BioM3

File size: 1,400 Bytes


---
### **`weights/LLMs/README.md`**

# LLMs Pre-trained Weights for Compiling PenCL

This folder contains the pre-trained weights for the **ESM2** and **PubMedBERT** models to compile **PenCL** model (Stage 1 of BioM3). The PenCL model aligns protein sequences and text descriptions to compute joint latent embeddings.

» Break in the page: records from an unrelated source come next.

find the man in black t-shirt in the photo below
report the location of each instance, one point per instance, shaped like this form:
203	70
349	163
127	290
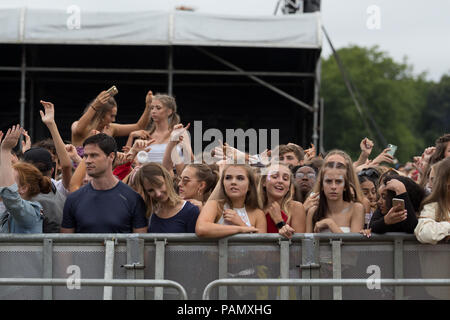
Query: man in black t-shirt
105	205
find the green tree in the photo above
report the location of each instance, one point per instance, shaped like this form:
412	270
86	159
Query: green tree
436	116
393	95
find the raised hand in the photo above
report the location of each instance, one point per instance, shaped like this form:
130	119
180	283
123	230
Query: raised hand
395	215
275	211
49	116
11	137
149	98
178	132
231	216
366	146
141	134
26	142
101	100
384	156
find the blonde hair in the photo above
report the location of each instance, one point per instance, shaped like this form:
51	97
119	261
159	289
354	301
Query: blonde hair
148	172
170	103
251	198
288	197
351	175
29	175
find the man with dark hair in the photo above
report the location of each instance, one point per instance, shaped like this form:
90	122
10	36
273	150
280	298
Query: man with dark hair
291	155
106	204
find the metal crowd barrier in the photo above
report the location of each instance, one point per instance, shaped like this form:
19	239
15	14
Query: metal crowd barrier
256	266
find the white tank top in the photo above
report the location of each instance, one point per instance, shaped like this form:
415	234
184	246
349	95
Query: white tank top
240	211
156	153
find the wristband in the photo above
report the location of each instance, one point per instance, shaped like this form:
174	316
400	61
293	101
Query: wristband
280	224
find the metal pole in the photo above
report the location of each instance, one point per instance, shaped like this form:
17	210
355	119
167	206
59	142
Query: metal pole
22	87
159	267
315	135
284	267
337	267
170	72
47	268
109	268
398	266
95	282
223	266
320	282
321	126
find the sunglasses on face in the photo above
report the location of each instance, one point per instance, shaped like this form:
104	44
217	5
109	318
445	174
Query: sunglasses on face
371	173
335	164
300	175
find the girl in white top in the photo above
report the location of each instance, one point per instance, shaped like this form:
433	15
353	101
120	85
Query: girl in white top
335	211
236	189
163	118
434	220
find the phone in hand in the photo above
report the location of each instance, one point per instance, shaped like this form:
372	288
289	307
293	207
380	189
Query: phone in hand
398	202
393	149
112	91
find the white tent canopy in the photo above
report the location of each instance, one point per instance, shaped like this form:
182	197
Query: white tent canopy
75	24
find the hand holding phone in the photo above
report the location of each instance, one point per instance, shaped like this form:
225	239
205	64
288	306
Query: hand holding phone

## Downloading Pre-trained Weights

### ESM2 Model
To download the ESM2 (650M parameter) model weights:
```bash
wget https://dl.fbaipublicfiles.com/fair-esm/models/esm2_t33_650M_UR50D.pt
wget https://dl.fbaipublicfiles.com/fair-esm/regression/esm2_t33_650M_UR50D-contact-regression.pt
```

### PubMedBERT Model

Make sure large-file storage capabilities are installed in your environment before cloning HuggingFace model card.
```bash
git lfs install 
```

To download the PubMedBERT model weights:
```bash
git clone https://huggingface.co/microsoft/BiomedNLP-BiomedBERT-base-uncased-abstract-fulltext
```

## Usage
Once available, the pre-trained weights can be loaded as follows:

[Your usage instructions here]

## File Structure
After downloading, your weights directory should contain:
```
weights/
└── LLMs/
    ├── esm2_t33_650M_UR50D.pt
    └── BiomedNLP-BiomedBERT-base-uncased-abstract-fulltext/
```

Note: The PubMedBERT download will create a directory containing the model weights and configuration files, while ESM2 downloads as a single file.